Wieso? Wieso habe ich dich in diesem Moment nicht gehasst? Was war mit mir los? Was ist mit mir los? Aber die Sache, die ich am meisten tun wollte, war deinen Namen zu sagen, nur einmal. Das Problem an dieser Sache ist, dass ich deinen Namen gar nicht kenne.

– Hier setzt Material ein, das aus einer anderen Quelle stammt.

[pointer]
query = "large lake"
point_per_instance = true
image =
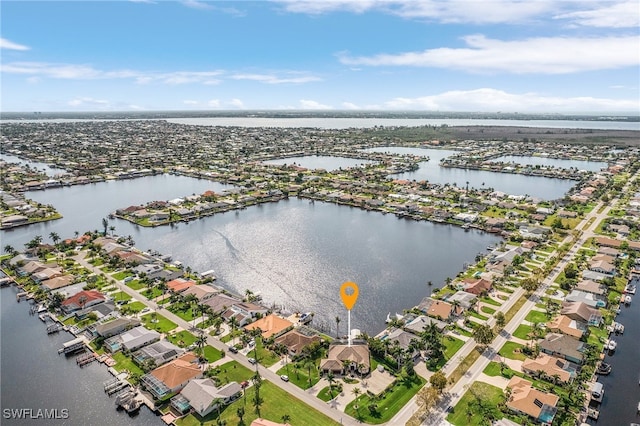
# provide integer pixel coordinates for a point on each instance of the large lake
(514, 184)
(295, 253)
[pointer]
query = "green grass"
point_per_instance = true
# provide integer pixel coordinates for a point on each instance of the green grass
(160, 324)
(136, 307)
(276, 404)
(212, 354)
(125, 363)
(490, 301)
(121, 295)
(492, 369)
(388, 403)
(326, 396)
(300, 376)
(122, 275)
(451, 345)
(537, 316)
(487, 310)
(182, 338)
(468, 413)
(232, 371)
(522, 332)
(512, 350)
(135, 285)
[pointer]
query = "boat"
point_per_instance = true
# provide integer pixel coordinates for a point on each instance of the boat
(604, 368)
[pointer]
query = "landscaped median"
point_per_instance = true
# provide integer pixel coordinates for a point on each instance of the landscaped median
(376, 409)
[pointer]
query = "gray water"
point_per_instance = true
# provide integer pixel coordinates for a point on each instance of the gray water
(513, 184)
(34, 375)
(622, 386)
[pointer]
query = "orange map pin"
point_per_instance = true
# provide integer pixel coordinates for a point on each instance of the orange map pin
(349, 299)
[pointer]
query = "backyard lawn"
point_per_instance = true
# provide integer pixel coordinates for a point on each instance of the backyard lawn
(477, 405)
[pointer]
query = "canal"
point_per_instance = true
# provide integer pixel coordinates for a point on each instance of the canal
(622, 386)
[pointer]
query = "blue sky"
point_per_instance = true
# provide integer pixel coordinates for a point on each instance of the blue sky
(560, 56)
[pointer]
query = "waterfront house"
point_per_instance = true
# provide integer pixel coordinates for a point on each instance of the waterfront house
(172, 376)
(270, 326)
(563, 346)
(588, 299)
(476, 285)
(593, 287)
(220, 302)
(525, 399)
(204, 396)
(114, 327)
(179, 285)
(550, 367)
(343, 359)
(160, 352)
(421, 322)
(201, 291)
(82, 300)
(131, 340)
(57, 282)
(295, 341)
(566, 325)
(580, 311)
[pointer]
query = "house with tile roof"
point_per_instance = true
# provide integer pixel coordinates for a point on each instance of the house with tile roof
(82, 300)
(344, 359)
(550, 367)
(203, 396)
(172, 377)
(270, 326)
(525, 399)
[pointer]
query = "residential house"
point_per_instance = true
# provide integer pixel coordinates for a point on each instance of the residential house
(160, 352)
(550, 367)
(525, 399)
(421, 322)
(172, 376)
(82, 300)
(204, 396)
(295, 341)
(132, 340)
(201, 291)
(270, 326)
(344, 359)
(57, 282)
(592, 287)
(114, 327)
(565, 325)
(588, 299)
(563, 346)
(476, 286)
(179, 285)
(580, 311)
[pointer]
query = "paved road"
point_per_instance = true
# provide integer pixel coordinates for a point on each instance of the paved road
(266, 374)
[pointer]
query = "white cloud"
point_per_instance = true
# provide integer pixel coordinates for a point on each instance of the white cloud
(542, 55)
(625, 14)
(236, 103)
(88, 102)
(485, 11)
(309, 104)
(194, 4)
(487, 99)
(272, 79)
(349, 105)
(7, 44)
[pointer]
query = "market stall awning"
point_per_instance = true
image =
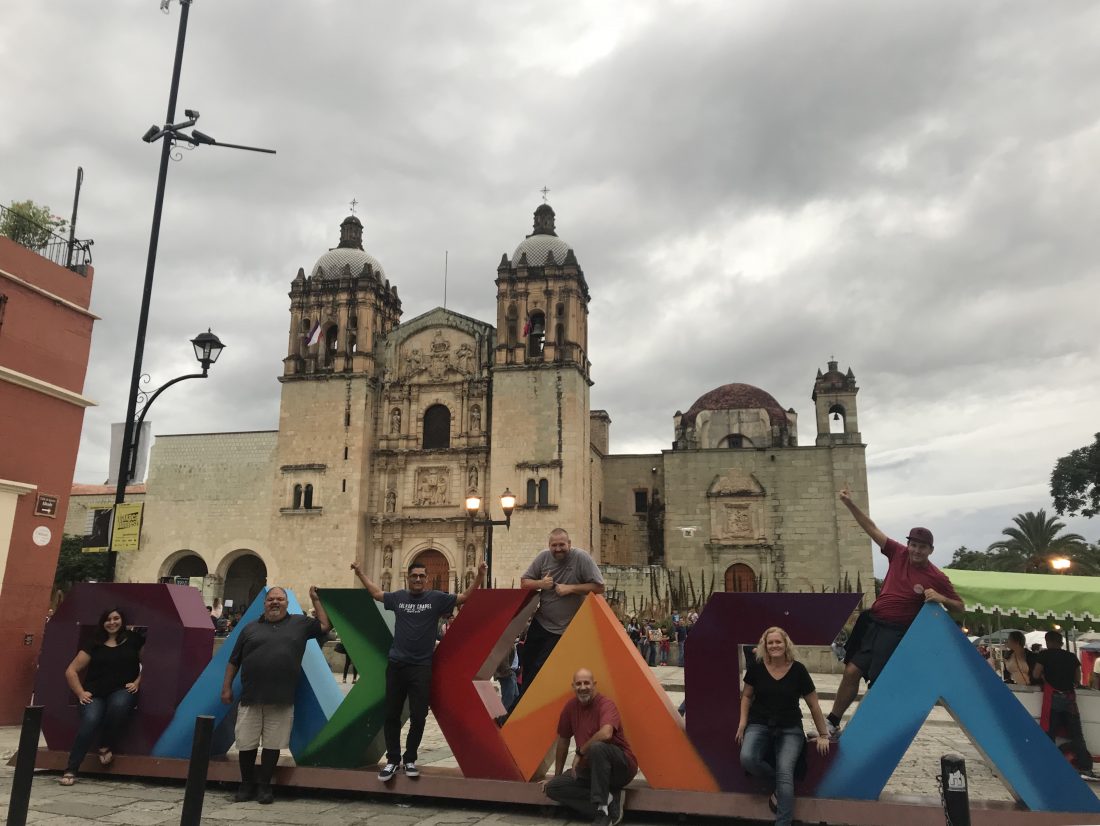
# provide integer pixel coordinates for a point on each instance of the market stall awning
(1029, 595)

Es macht jetzt wahrscheinlich keinen Sinn für dich, wahrscheinlich werde ich dir zusehen, wie du die Stirn runzelst, wenn du diese Worte liest, denn wenn du aufgepasst hast, weißt du, dass ich dich auch hören kann. Lass es mich erklären. Immer wenn eine Person deinen Namen ausspricht, fühlt es sich so an, als wäre ich unter Wasser. Ich höre immer nur dieses leise Murmeln, aber ich höre nie deinen Namen und es macht mich verrückt. Es macht mich so verrückt, dass ich dich nicht benennen kann, dass ich die einzige Person, die noch in meinem Leben ist, obwohl sie mich nicht kennt, nicht einmal beim Namen nennen kann. Weißt du was du tun könntest, wenn du diese Zeilen hier liest, damit dieses leere Gefühl in mir endlich ein kleines bisschen gefüllt wird? Du könntest ganz langsam deinen Namen mit deinen Lippen formen, sodass ich die Worte ablesen kann. Ich werde dir zusehen und vielleicht wird es mir einen Funken Frieden bringen. Vielleicht aber hasst du mich auch, vielleicht würdest du am liebsten dieses Buch hier zerreißen und mich vergessen. Vergessen, dass da jemand ist, der immer da ist. Ich kenne dich zwar, aber ich kann dich nicht einschätzen wie du reagierst, wenn du von all dem erfährst, wenn du überhaupt irgendwann von all dem hier erfährst, aber bitte, tu mir einen Gefallen und lies zu Ende. Du musst all meine Gedanken kennen. Aber ich muss dich vorwarnen, die Wahrheit ist sehr schmerzhaft.

Letzte Nacht wurde mir bewusst, dass du mich kennenlernen musst, meine guten, als auch schlechten Seiten, damit du ansatzweise beginnen kannst mich zu verstehen. Ich will, dass du mich kennenlernst, nein, ich will nur, dass du weißt, dass ich existiere. Mehr verlange ich gar nicht. Ich sehne den Moment so herbei, in dem ich dich beobachten kann, wie du meine Wörter, die ich eigens geschrieben habe, liest, aber gleichzeitig habe ich Angst. Ich habe Angst, dass du mich fürchtest, denn du hättest jeden Grund dazu. Schließlich bin ich so wie dein eigener persönlicher Stalker, der dich auf Schritt und Tritt verfolgt, aber es kommt noch viel schlimmer. Ich bin nicht nur ein Starker, ich bin etwas viel Bösartigeres.

Ich sollte wegsehen, sollte dich und deine Privatsphäre in Ruhe lassen. Ich weiß das alles, aber warum kann ich nicht anders als dir zuzusehen?